From the darkness of the unconscious comes the “light of illumination, the albedo” (177). Luna is the Father-Mother of the Gnostics: the opposites contained in potentia. Sol as the masculine principle of Mercurius is the active projection of the Unconiscious (97). The passive part is Luna, bearing her light from the Sun. Mercurius is then represented as Nous: the diurnal life of the Psyche, regarding which Jung states that “the duality of our psychic life is the prototype and archetype of the Sol-Luna symbolism” (97). The Sun-Sol symbolism as an anthropomorphic device has been long-used, for example with the Egyptians elevation of the Pharaoh to god-status.
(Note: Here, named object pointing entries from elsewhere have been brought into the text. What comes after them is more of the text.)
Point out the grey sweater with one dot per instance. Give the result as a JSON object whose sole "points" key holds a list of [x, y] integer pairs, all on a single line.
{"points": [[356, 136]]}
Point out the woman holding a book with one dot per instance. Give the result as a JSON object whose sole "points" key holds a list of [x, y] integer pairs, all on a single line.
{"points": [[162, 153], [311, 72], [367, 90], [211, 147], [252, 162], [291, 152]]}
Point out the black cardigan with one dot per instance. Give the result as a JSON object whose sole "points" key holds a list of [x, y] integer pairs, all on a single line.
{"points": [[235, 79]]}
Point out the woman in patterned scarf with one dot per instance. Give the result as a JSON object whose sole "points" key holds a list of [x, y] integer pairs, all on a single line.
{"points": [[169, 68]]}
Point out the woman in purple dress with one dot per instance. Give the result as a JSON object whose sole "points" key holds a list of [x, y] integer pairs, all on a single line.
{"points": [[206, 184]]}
Jung explains that the “elevation of the human figure to a king or a divinity, and on the other hand its representation in subhuman theriomorphic form, are indications of the unconscious character of the pair of opposites”, and that they “do not belong to the ego-personality but are subordinate to it”, for the “pair of opposites constitute the phenomenology of the paradoxical self, man’s totality” (6).
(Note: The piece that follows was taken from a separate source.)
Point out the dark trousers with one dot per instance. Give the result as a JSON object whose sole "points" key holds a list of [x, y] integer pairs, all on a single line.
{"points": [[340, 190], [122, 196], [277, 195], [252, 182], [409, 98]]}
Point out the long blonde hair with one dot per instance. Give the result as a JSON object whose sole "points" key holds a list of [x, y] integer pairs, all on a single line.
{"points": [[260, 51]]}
The apotheosis of the king is represented as renewal via the rising of the sun: a dominant of consciousness has been produced, psychic potential is reversed, and consciousness is no longer under dominion of the unconscious, “in which state the dominant is hidden in the darkness, but has now glimpsed and recognized a supreme goal”(Psychology and Alchemy, 355). The Gnostic Sophia, corresponding to Alchemical Mother, is like Ripley’s Mother Luna – the maternal aspect of the night; so, King Sol’s apotheosis has made her visible: “made the unconscious conscious”, thus primarily the anima becomes visible (356).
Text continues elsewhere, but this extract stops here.